L’utilisation du foncier et de l’architecture est mue en partie par l’insécurité : les gated communities, ou résidences fermées, se développent depuis le milieu du XXe siècle dans le monde, même s’il existe des résidences fermées dès le siècle précédent en Europe (ville Montmorency à Paris, par exemple). L’abri antiatomique n’est que la bunkerisation individuelle des populations, à l’efficacité douteuse selon Jacques Isnard. Il est aussi une manière d’agrandir sa maison, ce que Magali Rhegezza constate également 5. Il s’agit donc d’apaiser les peurs. En 1981, l’abri antiatomique coûtait le prix d’un appartement. En 2012, l’entreprise d’Enzo Petrone, basée à Menton, vend un abri de 10 m² pour 45 000 euros 6.

Au début des années 2010 en France, il existerait 600 abris antiatomiques militaires et 300 abris privés. Nous sommes loin du volontarisme helvétique (360 000 abris, pour 8,6 millions de places), où la présence d’abris antiatomiques était obligatoire dans les zones habitées de 1963 à 2012 : ils servent essentiellement de caves.

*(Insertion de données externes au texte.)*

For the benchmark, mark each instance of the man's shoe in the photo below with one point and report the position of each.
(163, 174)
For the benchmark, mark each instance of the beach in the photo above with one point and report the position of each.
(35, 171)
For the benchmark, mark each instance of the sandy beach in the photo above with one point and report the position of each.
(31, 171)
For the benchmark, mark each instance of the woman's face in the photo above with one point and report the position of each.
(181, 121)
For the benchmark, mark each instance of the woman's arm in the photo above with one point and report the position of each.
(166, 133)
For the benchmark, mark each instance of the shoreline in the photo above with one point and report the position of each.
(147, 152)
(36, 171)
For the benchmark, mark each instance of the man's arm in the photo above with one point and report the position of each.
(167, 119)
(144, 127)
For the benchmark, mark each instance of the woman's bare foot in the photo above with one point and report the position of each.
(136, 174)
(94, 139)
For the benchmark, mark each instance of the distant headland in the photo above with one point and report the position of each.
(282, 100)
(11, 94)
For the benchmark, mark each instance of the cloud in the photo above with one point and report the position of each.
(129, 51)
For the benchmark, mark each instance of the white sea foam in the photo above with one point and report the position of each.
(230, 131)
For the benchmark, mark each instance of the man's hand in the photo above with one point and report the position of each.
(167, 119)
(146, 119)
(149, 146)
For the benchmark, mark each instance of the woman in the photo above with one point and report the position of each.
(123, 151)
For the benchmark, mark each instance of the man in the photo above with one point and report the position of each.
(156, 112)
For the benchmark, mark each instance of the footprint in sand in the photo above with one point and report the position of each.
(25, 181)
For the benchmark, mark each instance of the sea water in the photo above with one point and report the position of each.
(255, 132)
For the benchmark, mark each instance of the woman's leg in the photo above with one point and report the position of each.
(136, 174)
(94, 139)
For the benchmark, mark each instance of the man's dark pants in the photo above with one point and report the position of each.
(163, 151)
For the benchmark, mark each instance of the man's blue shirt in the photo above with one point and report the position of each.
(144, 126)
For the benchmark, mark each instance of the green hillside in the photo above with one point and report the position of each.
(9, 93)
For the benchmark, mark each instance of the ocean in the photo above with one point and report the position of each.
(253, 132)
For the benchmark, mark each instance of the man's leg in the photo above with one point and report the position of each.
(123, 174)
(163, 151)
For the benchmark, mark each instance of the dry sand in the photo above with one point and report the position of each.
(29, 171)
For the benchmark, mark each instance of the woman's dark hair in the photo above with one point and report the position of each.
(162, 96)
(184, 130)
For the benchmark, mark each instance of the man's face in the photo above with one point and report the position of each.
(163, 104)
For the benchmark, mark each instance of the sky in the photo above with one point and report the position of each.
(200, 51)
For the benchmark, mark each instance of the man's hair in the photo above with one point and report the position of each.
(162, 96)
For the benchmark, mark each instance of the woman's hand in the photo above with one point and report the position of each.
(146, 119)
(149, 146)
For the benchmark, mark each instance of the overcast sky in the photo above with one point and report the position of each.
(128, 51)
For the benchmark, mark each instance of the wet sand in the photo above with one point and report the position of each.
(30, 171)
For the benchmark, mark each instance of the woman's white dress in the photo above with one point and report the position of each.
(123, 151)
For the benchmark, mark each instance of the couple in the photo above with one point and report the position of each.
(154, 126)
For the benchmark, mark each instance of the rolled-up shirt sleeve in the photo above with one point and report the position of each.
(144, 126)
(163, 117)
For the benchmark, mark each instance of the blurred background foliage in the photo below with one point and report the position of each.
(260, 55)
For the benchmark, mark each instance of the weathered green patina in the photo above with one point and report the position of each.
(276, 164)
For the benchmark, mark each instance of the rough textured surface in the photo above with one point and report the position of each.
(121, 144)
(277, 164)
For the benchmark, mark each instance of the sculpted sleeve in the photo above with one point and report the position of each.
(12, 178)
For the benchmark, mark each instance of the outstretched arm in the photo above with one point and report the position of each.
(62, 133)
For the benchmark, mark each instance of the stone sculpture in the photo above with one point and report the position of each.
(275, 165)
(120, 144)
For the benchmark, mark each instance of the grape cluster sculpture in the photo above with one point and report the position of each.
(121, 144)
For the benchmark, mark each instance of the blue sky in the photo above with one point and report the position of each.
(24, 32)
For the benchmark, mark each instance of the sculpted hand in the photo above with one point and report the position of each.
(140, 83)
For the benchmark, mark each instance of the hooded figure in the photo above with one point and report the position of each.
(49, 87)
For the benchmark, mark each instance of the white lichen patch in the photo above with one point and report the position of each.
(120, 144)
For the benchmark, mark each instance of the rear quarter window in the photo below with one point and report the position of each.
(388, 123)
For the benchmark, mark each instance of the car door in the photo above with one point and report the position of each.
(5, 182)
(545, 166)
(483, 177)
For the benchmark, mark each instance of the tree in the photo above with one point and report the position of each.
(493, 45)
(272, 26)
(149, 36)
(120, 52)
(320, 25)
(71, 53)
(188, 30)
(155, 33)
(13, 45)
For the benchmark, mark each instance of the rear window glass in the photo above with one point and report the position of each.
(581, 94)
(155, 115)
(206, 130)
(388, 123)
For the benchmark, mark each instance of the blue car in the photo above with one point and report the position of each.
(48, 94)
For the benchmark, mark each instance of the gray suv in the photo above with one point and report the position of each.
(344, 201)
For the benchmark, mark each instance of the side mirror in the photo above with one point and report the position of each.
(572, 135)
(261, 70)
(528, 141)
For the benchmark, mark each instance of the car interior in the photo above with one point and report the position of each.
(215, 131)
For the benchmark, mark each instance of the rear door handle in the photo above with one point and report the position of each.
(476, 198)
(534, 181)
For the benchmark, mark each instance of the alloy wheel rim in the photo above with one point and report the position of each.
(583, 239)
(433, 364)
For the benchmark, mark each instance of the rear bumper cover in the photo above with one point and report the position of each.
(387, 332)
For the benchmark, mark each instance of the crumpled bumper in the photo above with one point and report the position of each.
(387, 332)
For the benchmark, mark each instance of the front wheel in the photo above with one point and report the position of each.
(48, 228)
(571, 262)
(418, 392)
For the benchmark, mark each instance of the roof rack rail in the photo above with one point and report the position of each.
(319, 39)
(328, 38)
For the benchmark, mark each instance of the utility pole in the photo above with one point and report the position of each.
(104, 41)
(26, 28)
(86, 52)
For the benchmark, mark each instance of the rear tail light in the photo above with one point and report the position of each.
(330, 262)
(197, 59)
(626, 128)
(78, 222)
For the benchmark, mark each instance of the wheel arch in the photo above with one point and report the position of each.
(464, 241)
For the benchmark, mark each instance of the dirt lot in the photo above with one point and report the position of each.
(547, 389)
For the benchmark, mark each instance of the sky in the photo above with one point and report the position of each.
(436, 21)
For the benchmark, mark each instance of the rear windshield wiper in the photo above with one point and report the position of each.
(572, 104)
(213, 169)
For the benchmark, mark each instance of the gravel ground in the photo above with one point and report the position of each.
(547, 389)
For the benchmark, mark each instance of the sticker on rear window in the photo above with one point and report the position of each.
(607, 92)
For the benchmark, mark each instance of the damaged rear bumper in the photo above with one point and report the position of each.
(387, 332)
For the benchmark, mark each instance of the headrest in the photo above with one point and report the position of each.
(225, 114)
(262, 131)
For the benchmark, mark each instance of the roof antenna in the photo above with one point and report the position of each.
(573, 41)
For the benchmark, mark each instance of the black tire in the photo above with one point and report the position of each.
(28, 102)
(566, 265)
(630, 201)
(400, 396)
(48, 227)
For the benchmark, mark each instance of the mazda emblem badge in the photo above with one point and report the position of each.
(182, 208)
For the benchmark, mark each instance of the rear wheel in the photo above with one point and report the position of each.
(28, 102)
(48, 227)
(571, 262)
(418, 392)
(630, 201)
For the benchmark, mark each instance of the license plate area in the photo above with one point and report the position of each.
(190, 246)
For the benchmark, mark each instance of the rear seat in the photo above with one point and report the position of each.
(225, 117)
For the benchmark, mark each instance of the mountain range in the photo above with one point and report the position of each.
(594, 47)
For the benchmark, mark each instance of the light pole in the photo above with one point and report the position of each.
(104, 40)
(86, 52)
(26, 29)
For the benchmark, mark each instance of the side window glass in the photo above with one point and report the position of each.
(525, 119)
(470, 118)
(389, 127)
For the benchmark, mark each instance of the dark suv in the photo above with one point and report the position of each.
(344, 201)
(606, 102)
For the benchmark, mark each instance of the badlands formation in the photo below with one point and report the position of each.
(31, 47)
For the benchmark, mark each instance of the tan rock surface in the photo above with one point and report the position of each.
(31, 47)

En 2012, l’entreprise d’Enzo Petrone ne rencontrait pas un fort succès – neuf constructions dans l’année 7 –, comme ceux qui se sont lancés dans cette entreprise au début des années 1980. Le facteur culturel semble préjudiciable à ce type d’entreprises en France. Nos peurs nous forceront-elles la main ? Attention, car la Doomsday Clock (« Horloge de l’Apocalypse »), dont minuit symbolise la date fatidique de la fin des temps, indique, en janvier 2016, 23h57 !

  1. Bertrand Vidal, « Survivre au désastre et se préparer au pire », Les cahiers de psychologie politique, n° 20, janvier 2012, en ligne http://lodel.irevues.inist.fr/cahierspsychologiepolitique/ index.php?id=2048
  2. Léo Kloechner, « Pour vivre heureux, vivons sous terre », Urbanités, n° 1, mars 2013, en ligne ; l’ouvrage de Beatriz Colomina, La Pelouse américaine en guerre, de Pearl Harbor à la crise des missiles, 1941-1961, Paris, Éditions B2, 2011.
  3. Robert Rochefort, « Les inquiétudes des Français », revue Projet 2006/4 (n° 293), p. 17-23.
  4. Paul Crutzen et John Birks, « The Atmosphere after a Nuclear War : Twilight at Noon », Ambio, vol. 11, n° 2/3, 1982, p. 114-125.
  5. « La peur, un moteur des transformations architecturales et urbaines », 1ère partie,
    émission « La grande table » du 9 janvier 2013, France-Culture, en ligne.
  6. « Le petit entrepreneur de la fin du monde », Le Monde du 21 décembre 2012, en ligne.
  7. Ibid.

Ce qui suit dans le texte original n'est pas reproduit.